Koreksi untuk mencegah kesalahan ini :
· sensitive element ( gasing tersebut ) hrs di balansir ( berat
kompensasi )
· pipa2 penghubung bejana2 air raksa dipersempit
· diatas bejana tsb dilengkapi dg pemberat
· sisir yg berbentuk lengkung & pasang pd spider element (roll and pitch dampers)
· spider digantung dg silinder2 minyak dg torak2
3.Prinsip Kerja System Kemudi Otomatis dan prosedur pengoperasiannya :
Prinsip kerja dr system kemudi otomatis adalah bagaimana kita hrs mengemudikan kpl dg
Menggunakan kemudi otomatis agar kpl tetap bertahan pd haluannya dg sedikit mungkin
Gerakan kemudi. Yg mana utk mencapai hal tsb kita hrs percaya pd pengaruh dari
Penyetelan komponen2 yg ada pd system kemudi otomatis tsb.
Prosedur Pengoperasian system kemudi Otomatis :
· sebelum kita “ON” system kemudi otomatis yg ada, kita terlebih dahulu hrs menyetel tombol2 yg tersebut yg terdpt pada system yg ada, dimana tombol2 itu terdiri dari :
a. Weather Adjusment (tombol pengatur cuaca)
b. Rudder Adjusment (tombol pengatur kemudi)
c. Weather Helm (tombol pengemudi cuaca)
d. Support Rudder (balas kemudi)
Penyetelan otomat kemudi ini hrs tergantung & memperhatikan keadaan yg ada agar tombol2 tsb dpt berfungsi se-ekonomis mungkin.
Apabila penyetelan dr tombol2 itu telah dilakukan dg benar dg memperhitungkan segala keadaan dan kondisi yg ada barulah system kemudi otomatis itu dpt dihidupkan.
Prinsip kerja Automatic Pilot :
1. penyimpangan dari haluan yg telah disetel memberi akibat melalui suatu mekanisme tertentu, mesin kemudi akan bekerja.
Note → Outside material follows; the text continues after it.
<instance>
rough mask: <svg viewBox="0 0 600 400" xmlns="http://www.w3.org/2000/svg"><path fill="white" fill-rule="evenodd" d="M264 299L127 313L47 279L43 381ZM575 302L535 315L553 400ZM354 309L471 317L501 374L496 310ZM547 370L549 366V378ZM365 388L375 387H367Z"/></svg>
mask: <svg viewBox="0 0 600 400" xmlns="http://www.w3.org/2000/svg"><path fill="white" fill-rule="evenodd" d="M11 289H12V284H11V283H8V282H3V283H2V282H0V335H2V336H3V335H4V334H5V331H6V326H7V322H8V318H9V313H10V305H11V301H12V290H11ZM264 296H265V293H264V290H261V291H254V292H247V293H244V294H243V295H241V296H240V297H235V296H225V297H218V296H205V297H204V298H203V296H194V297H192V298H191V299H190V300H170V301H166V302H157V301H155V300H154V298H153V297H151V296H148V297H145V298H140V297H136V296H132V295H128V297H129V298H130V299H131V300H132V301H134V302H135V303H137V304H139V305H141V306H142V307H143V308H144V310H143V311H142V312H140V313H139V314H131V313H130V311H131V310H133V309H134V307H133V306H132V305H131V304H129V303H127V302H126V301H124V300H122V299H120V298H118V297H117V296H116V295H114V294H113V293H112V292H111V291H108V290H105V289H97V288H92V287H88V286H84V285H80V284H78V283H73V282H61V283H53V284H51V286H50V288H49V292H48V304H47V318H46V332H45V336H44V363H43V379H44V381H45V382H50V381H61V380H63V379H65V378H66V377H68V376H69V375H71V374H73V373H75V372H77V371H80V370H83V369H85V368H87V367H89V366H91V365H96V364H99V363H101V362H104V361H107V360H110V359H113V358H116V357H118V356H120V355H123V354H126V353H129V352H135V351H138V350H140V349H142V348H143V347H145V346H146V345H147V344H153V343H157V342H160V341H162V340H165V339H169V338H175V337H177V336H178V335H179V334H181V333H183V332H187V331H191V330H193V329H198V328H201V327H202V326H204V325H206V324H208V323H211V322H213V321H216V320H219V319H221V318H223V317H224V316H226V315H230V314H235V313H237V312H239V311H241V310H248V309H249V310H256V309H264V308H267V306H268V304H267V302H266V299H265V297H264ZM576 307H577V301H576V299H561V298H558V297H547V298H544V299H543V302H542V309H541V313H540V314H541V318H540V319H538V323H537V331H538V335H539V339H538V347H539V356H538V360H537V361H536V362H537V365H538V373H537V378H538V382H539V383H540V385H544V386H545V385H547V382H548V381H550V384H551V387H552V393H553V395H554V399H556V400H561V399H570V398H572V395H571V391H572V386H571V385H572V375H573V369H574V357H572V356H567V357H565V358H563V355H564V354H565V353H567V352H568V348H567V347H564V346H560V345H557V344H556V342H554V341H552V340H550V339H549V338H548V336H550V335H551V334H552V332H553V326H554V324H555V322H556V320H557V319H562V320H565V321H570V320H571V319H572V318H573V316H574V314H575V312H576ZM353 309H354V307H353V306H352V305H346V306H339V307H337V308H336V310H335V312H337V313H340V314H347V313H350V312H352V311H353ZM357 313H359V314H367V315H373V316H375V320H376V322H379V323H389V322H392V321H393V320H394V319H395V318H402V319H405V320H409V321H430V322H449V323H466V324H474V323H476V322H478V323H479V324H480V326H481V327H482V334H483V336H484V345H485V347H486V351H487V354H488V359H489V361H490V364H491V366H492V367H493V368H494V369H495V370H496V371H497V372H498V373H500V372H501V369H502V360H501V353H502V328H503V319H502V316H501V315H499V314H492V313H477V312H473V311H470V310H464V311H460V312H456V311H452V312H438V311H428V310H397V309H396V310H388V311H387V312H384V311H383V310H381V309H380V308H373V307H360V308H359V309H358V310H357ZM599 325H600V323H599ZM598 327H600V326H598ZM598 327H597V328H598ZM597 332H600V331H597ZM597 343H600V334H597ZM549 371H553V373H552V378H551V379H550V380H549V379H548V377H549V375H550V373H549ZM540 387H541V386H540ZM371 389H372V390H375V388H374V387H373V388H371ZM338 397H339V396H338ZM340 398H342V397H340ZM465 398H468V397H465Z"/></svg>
Mesin kemudi memberikan beberapa derajat “balasan kemudi” sehingga kpl kembali kehaluan yg telah disetel
2. melalui system umpan balik, putaran2 kemudi dibalik kembali, sehingga jika haluan yg disetel telah dicapai, maka kesemuanya berada dalam kedudukan tengah2. akibat peraktis dari cara kerja ini bahwa kpl seolah-olah selalu merewang antara haluan yg benar, maka kembali lagi diberikan balas kemudi dan prosesnya pun terulang kembali.
Otomat2 kemudi yg modern, seperti kemudi yg baik hrs memperhatikan proses diatas, jadi sebelum kapal duduk kembali pd haluan yg disetel meletakkan kemudi tengah2 dan memberikan sedikit balas kemudi seperlunya.